Pero poco a poco esa grandeza a la que parecían dar forma y en la que participaban fue desapareciendo. ¿Por qué? Él deseaba seguir con ese progreso, esa sensación de ser imparable, de poder con todo. Pero no podía. Y no podía por una razón muy simple: porque ellos no le dejaban. Lo que antes había parecido dotarle de alas, ahora parecía privarle de ellas sin un motivo aparente. Fue terrible, pero no podía hacer nada. Estaba condenado a seguir su camino, a recorrer lo que ellos le marcasen… espera, ¿condenado? ¿Cuándo habían llegado a ese punto? ¿Por qué los que le habían dado la vida ahora le torturaban? ¡Oh, cuán atraído había estado en su momento por aquellos seres! Pero ahora… Ahora les repudiaba. ¿Cómo no iba a hacerlo? Cuando empezaron a usarlos para matar a sus congéneres vio que algo andaba mal, pero nunca imaginó que llegarían tan lejos.
Pero se dice que la esperanza es lo último que se pierde, y así era. A pesar de todo, él pensaba que recapacitarían, que volverían a ser lo que eran, a revivir épocas gloriosas. Pero no fue así. ¿Era entonces la vida que le habían insuflado tanto tiempo atrás un regalo o era una condena? En ese momento había parecido un acto de generosidad inimaginable, pero solo había sido porque les necesitaban, porque tenían que usarlos para progresar. Solamente para eso y nada más. Estaba, por tanto, atado a aquella existencia para siempre.
—Pero hay algo que no entiendo. —dije interrumpiendo por primera vez su relato.
—Di —respondió sin inmutarse.
—¿Quién eres? —pregunté, sintiendo que todas aquellas emociones y pensamientos que había estado encerrando y reteniendo desde que él había empezado a narrar se liberaban y salían en tropel.
—Bueno, pensé que eso había quedado más que claro. Si te he dicho que fui de los primeros, te he dicho quienes son mis hermanos, te he contado mi historia… Creo que esa pregunta la debes responder tú y únicamente tú, pues solo entonces comprenderás la magnitud de mi narrativa y el dilema en el cual te he puesto.
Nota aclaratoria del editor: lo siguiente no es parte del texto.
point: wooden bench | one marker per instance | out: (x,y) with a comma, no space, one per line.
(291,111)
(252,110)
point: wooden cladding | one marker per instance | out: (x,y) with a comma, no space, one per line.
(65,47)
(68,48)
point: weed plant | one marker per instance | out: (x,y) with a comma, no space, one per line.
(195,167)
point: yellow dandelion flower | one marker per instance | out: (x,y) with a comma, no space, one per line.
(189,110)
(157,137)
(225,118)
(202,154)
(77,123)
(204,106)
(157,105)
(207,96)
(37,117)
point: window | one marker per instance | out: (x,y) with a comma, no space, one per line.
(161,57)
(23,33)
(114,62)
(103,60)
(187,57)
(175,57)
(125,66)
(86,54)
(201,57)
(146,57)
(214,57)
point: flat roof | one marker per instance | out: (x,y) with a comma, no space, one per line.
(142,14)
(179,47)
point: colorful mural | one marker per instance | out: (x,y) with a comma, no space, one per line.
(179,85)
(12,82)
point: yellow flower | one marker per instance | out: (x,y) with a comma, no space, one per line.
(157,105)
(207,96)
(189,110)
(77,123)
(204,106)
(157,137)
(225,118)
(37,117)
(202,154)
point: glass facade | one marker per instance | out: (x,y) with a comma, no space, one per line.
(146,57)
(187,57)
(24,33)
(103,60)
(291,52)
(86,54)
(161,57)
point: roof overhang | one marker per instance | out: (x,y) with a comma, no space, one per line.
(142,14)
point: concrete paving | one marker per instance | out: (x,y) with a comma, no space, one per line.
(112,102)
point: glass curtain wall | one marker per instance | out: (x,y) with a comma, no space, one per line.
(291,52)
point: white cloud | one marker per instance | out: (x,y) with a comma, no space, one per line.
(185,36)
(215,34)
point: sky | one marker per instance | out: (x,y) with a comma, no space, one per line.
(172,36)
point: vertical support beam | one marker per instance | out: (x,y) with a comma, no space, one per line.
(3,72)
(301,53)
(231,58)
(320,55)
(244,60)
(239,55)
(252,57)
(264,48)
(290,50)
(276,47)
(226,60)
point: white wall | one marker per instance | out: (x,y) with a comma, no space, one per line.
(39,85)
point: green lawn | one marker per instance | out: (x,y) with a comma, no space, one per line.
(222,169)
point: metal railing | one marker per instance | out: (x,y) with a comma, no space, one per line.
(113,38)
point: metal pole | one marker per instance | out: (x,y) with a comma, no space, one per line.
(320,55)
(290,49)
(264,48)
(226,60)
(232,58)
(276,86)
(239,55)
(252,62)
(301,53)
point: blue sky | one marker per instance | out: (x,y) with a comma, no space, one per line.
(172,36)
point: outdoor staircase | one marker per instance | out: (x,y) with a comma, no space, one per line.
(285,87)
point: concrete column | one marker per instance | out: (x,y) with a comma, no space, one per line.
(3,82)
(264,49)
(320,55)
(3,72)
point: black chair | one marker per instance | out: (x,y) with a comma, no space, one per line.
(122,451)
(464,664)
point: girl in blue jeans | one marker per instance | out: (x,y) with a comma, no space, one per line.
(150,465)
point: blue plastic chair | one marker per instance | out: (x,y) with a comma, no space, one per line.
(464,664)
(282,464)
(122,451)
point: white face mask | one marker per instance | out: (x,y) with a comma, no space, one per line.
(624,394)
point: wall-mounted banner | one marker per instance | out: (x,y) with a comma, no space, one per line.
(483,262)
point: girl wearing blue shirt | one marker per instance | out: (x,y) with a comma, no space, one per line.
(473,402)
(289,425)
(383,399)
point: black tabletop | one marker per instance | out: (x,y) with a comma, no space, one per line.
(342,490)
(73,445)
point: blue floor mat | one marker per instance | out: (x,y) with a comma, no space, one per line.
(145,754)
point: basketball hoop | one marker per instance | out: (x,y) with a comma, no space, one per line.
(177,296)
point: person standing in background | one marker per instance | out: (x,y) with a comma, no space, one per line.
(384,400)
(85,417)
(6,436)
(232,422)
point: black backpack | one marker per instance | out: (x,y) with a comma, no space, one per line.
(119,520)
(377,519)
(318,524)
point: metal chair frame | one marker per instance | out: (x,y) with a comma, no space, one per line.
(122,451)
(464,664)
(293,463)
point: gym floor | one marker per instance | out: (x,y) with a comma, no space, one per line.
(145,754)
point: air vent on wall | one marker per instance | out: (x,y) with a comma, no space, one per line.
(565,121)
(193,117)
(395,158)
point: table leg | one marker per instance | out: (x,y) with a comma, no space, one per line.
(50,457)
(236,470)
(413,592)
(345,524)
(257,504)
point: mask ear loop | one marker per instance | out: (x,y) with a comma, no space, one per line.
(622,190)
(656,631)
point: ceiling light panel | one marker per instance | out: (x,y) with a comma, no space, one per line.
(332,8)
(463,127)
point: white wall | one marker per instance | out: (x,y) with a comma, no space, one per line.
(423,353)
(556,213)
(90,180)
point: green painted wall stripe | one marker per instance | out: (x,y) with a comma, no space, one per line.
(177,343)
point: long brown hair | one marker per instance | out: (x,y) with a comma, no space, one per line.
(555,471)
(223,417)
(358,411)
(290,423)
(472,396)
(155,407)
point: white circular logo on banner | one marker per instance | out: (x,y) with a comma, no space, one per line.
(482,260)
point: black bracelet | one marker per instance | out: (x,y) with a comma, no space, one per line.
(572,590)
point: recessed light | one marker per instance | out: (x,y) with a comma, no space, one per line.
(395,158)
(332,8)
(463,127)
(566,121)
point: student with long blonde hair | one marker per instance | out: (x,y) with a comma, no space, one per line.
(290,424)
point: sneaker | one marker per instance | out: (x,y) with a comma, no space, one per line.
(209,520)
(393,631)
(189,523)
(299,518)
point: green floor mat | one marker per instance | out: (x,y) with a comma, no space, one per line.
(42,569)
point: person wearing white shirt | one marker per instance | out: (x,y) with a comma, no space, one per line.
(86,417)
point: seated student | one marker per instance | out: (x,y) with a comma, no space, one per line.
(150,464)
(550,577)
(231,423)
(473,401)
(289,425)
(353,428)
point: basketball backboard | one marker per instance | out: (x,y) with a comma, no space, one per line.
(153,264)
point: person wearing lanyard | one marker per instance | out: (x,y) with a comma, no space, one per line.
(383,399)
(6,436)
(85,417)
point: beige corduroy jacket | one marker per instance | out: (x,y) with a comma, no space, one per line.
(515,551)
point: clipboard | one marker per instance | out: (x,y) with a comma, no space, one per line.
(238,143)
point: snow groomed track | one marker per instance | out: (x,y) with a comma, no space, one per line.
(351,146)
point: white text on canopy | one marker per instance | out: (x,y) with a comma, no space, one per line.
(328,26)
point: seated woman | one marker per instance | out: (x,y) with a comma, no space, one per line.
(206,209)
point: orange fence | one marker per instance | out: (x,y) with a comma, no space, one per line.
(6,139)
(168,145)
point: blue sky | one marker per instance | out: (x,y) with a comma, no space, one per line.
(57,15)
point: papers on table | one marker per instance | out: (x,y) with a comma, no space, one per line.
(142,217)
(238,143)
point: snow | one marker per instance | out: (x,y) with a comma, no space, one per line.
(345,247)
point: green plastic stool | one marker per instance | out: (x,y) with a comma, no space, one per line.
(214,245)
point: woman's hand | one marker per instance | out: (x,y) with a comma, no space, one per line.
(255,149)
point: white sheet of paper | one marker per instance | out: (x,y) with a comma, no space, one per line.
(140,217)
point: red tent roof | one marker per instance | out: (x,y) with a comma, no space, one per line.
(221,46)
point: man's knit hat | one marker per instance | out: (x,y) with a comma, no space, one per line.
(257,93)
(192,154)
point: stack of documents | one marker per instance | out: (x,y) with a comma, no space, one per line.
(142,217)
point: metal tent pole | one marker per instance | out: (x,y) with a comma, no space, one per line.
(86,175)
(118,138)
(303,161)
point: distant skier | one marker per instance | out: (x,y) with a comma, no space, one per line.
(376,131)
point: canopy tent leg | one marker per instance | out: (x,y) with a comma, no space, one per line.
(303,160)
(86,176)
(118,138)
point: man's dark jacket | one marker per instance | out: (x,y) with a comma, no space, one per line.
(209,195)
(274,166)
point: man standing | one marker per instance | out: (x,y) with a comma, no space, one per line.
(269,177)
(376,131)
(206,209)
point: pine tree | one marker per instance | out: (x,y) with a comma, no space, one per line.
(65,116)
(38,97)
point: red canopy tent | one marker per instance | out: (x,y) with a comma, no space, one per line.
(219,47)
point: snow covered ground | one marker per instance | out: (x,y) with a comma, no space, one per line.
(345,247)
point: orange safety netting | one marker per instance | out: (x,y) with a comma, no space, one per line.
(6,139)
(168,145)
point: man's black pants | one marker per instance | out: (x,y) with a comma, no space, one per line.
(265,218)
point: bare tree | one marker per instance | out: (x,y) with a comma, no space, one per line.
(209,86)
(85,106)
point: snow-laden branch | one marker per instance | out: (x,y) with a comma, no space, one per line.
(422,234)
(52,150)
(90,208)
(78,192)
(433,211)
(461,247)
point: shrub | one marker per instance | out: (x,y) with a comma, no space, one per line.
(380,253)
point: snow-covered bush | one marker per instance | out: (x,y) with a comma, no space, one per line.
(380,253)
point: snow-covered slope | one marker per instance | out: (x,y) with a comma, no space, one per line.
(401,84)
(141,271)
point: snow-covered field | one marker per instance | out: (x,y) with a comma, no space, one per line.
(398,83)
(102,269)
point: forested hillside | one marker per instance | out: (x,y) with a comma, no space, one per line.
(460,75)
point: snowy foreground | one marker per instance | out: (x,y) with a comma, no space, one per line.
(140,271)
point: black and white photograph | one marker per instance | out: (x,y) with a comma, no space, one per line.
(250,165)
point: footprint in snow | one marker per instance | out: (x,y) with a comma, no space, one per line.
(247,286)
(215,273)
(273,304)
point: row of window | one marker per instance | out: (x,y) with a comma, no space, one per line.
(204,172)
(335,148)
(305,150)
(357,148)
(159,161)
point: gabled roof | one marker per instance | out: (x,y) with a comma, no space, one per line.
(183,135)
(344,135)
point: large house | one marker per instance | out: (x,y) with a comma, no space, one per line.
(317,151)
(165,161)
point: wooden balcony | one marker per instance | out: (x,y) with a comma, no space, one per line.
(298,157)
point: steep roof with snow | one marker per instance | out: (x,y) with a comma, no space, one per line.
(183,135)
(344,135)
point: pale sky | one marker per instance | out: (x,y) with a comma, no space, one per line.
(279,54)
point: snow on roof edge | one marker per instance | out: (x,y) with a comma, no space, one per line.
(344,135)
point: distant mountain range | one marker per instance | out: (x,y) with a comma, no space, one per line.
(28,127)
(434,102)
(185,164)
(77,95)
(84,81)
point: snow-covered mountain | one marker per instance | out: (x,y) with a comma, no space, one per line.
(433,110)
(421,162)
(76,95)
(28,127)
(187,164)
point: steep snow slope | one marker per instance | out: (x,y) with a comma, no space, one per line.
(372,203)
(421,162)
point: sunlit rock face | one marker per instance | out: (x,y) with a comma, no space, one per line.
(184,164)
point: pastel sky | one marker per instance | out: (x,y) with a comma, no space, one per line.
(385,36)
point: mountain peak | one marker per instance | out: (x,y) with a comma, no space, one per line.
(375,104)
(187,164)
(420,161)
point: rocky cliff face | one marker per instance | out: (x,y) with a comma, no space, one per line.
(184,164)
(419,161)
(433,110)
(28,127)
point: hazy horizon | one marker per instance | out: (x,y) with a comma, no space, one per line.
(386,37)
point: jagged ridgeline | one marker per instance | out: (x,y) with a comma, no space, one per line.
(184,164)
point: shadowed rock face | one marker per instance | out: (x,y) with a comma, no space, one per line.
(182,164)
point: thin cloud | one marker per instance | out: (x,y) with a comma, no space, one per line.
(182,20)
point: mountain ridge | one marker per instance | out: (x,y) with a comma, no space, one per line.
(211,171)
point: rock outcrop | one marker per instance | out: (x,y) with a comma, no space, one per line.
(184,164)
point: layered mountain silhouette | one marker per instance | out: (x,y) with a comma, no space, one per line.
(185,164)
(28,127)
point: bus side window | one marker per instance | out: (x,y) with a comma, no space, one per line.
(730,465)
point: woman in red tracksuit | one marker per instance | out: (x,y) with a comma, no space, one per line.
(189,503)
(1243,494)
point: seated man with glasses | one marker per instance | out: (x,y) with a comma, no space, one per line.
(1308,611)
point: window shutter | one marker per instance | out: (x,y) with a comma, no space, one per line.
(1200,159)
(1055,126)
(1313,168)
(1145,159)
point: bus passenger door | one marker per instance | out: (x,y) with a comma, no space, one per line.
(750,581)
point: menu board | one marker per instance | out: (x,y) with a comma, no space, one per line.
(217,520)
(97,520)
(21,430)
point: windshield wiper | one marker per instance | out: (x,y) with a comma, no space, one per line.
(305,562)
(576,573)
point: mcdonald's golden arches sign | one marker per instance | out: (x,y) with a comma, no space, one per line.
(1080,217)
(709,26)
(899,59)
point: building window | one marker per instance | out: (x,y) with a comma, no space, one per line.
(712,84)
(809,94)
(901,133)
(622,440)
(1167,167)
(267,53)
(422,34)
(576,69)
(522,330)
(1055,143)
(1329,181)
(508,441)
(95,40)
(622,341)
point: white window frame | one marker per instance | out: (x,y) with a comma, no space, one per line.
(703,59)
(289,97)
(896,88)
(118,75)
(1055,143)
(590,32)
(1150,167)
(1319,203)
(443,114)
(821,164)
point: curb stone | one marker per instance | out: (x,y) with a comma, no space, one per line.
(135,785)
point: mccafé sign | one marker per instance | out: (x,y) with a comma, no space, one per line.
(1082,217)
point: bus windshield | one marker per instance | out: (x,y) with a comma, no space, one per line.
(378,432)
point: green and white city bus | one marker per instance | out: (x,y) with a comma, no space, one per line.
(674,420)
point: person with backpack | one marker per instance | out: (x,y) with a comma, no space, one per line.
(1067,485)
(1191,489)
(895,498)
—Es que solo una opción tiene sentido después de todo, pero es imposible. Es materialmente imposible. —dije sacudiendo la cabeza.
—Dilo. —animó él, sabiendo que por una vez en mi vida tenía algo claro y cristalino en mi mente.
—Eres el número 1. —solté.
Y al hacerlo, de repente todo encajó en mi mente. Era como si la historia hubiese pasado a mi mente, como si la comprendiera como parte de mi ser. Era una pieza dentro de mí. Una que estaba seguro que no se desengancharía jamás, por mucho tiempo que pasase o por muchas penurias que se interpusiesen en mi camino. Eso seguiría ahí por siempre. Igual que él viviría por siempre.